In wikipedia article https://en.wikipedia.org/wiki/Translation_(geometry) it is written:

A translation can be described as a rigid motion: the other rigid motions are rotations, reflections and glide reflections.

Knowing that a glide reflection is just a composition of a reflection with a translation, I ask why citing this composition and not the other compositions like the composition of a translation and rotation or a composition of rotation and reflection ? what is special about the composition of a reflection and a translation that makes it one of the four rigid motions but not the other compositions ? Thank you for your help!
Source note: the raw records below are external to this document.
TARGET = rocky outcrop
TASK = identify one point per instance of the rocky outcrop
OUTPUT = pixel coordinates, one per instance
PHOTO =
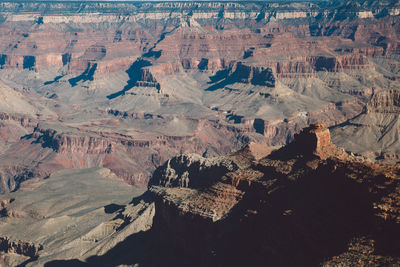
(285, 205)
(191, 170)
(19, 247)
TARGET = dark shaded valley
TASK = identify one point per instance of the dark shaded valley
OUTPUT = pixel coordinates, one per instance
(124, 126)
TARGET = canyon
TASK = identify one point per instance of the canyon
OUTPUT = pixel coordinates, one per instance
(185, 106)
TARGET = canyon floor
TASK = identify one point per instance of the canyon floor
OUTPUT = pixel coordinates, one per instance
(110, 111)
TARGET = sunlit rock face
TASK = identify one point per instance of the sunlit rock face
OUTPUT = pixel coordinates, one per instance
(210, 133)
(92, 86)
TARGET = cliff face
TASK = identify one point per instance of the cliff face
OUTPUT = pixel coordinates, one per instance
(281, 209)
(89, 85)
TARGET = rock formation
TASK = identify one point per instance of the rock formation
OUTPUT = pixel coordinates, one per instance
(86, 85)
(282, 209)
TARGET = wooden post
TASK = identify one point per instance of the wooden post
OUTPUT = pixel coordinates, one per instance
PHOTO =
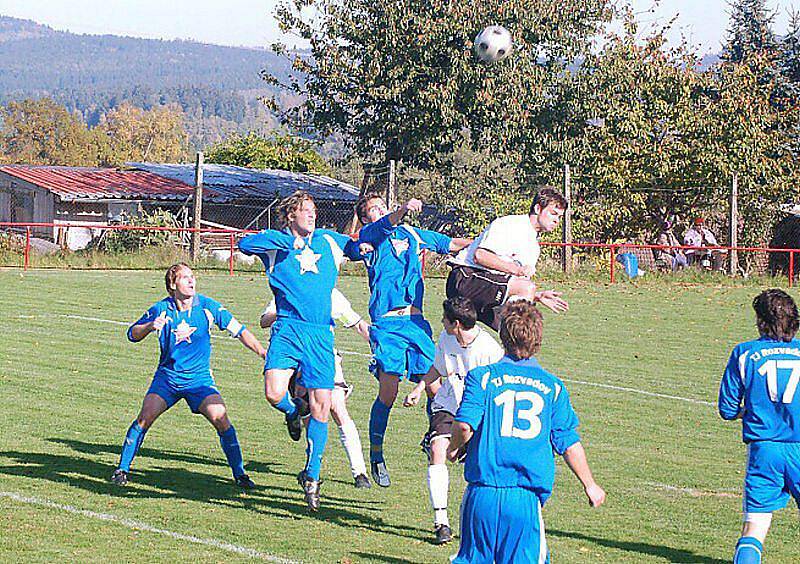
(733, 226)
(391, 185)
(566, 255)
(198, 205)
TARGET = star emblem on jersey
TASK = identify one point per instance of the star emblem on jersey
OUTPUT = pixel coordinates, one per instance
(308, 260)
(183, 332)
(400, 246)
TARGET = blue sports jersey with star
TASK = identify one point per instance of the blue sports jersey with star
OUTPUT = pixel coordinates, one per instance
(761, 381)
(301, 279)
(520, 414)
(185, 340)
(394, 266)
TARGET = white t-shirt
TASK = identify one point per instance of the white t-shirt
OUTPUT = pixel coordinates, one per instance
(453, 362)
(511, 237)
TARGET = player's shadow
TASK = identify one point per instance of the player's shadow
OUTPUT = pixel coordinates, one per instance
(153, 482)
(146, 452)
(668, 553)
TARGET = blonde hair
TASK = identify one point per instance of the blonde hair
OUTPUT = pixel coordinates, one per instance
(172, 275)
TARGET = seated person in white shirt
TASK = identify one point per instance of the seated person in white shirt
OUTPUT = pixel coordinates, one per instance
(499, 264)
(341, 312)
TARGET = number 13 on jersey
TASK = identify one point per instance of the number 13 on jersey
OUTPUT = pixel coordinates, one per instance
(525, 406)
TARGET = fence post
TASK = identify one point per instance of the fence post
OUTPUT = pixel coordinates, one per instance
(613, 253)
(566, 255)
(733, 226)
(198, 205)
(230, 259)
(27, 253)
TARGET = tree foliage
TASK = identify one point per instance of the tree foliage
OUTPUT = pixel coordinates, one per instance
(281, 152)
(399, 78)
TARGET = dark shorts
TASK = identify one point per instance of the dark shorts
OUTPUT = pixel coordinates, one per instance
(441, 425)
(485, 289)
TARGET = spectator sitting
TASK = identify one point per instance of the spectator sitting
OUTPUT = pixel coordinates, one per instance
(673, 259)
(701, 236)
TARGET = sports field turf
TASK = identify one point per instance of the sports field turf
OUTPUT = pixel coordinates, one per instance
(642, 365)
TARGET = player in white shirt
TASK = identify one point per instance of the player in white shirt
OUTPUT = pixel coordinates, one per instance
(462, 346)
(342, 313)
(497, 267)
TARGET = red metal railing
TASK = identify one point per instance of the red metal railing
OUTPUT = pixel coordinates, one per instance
(613, 248)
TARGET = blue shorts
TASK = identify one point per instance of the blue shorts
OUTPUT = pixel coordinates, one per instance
(773, 474)
(501, 525)
(194, 395)
(402, 346)
(305, 346)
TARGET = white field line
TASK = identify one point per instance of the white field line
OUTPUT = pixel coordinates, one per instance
(354, 353)
(138, 525)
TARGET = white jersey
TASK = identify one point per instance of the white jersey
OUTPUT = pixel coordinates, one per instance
(511, 237)
(342, 313)
(453, 361)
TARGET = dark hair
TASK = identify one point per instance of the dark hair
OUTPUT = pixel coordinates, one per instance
(172, 275)
(361, 204)
(776, 315)
(291, 204)
(460, 309)
(547, 196)
(521, 327)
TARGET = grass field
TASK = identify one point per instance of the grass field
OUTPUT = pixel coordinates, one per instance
(642, 364)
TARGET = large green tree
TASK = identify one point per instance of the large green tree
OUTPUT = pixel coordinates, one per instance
(398, 78)
(281, 152)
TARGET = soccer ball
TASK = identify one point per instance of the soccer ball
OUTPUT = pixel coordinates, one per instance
(493, 44)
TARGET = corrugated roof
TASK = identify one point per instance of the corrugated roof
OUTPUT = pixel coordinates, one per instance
(73, 183)
(230, 182)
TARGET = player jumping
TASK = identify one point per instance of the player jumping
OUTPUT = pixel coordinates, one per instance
(342, 312)
(400, 336)
(183, 324)
(497, 267)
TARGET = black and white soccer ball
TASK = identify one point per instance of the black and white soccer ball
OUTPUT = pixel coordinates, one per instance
(493, 44)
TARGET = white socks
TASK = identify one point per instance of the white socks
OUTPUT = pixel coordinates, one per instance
(439, 485)
(348, 434)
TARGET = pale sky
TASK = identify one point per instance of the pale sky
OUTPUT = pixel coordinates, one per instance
(250, 22)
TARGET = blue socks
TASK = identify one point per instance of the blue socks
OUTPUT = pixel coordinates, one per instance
(133, 440)
(317, 437)
(230, 446)
(748, 551)
(287, 406)
(378, 420)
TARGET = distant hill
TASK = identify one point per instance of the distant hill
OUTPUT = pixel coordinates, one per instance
(218, 87)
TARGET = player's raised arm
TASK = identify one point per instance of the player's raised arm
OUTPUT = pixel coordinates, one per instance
(267, 240)
(149, 322)
(575, 457)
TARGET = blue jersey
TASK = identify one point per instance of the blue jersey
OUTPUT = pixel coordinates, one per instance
(761, 380)
(394, 265)
(301, 279)
(185, 340)
(520, 414)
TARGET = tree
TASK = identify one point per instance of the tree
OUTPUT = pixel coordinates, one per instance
(134, 134)
(750, 31)
(41, 132)
(281, 152)
(397, 78)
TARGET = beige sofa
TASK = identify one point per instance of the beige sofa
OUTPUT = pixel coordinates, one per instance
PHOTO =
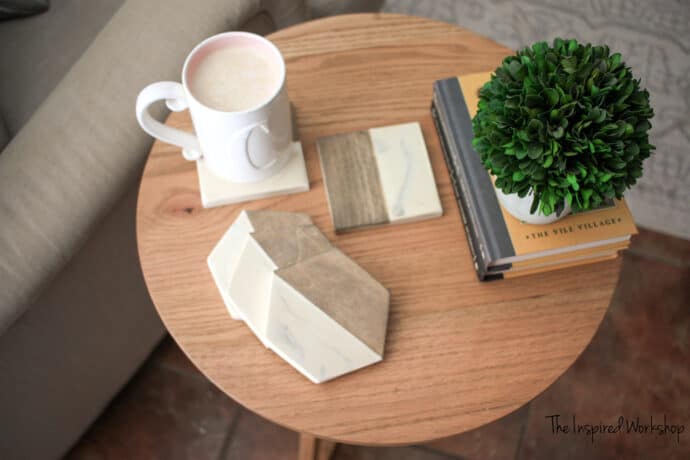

• The composition of a reflection and a general translation will not be a glide reflection; it'll just be a reflection about a different line. But glide reflections are special because you're translating parallel to the line of reflection, and this is not again a reflection. – Ted Shifrin Jun 25 '16 at 23:10
• In 2D Euclidean space, the composition of rotation about a point and reflection in a line may be a reflection in a different line; the composition of a translation and rotation may be a rotation about a different point – Henry Jun 25 '16 at 23:18
• So basically you are saying that glide reflection is the only composition from translations, rotations and reflections that will not give one of these three rigid motions, and any other composition other then glide reflection will give one of the three rigid motions.. is this correct ? – palio Jun 25 '16 at 23:21
• Precisely, @palio. :) – Ted Shifrin Jun 26 '16 at 4:05

## 1 Answer

Because a composition between a translation and a rotation is already listed there, since such a composition is a rotation (typically with a different center). And a composition of a rotation and a reflection is another reflection. In other words, the list given is complete: every isometry is one of the things in that list, not just a composition of things in that list.